When satirist Jonathan Swift popularized the expression with his dry Irish wit in his 1738 book, “Polite Conversation,” he created a great debate point for kids about the importance of keeping promises and the dangers of breaking them. The debate over the origins of the Ukraine war is rife with howls of the aggrieved, from Ukraine on security promises in the 1994 Budapest Memorandum when it turned over its nuclear weapons to claims that in negotiating a 1990 treaty to reunify Germany U.S. Secretary of State James Baker told the Soviet Union’s leader, Mikhail Gorbachev, that NATO would “not shift 1 inch eastward.”

“Look for the helpers. You will always find people who are helping.”

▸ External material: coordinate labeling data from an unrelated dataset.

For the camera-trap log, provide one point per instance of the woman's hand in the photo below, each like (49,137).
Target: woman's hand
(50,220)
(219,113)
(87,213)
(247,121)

If you were a lover of “Mister Rogers’ Neighborhood,” you might recognize that advice from Fred Rogers’ mother. Or more fully:

“When I was a boy and I would see scary things in the news,” Rogers said, “my mother would say to me, ‘Look for the helpers. You will always find people who are helping.’”

The PBS program “Mister Rogers’ Neighborhood” began amid the bloody turmoil of 1968, which I never thought this country would survive, and ended in the year of September 11th, 2001, when I had my own little kids at home.

If you are a parent with young children, or a schoolteacher with loving children seeking your counsel, I hope this article helps you in some way.

To the “trigger warning” 8th grader who wanted to tune into the news on the way to school, God bless you. I admire your civic interest in what’s happening in the world today—and fully support your desire just to be a kid with your own problems to solve.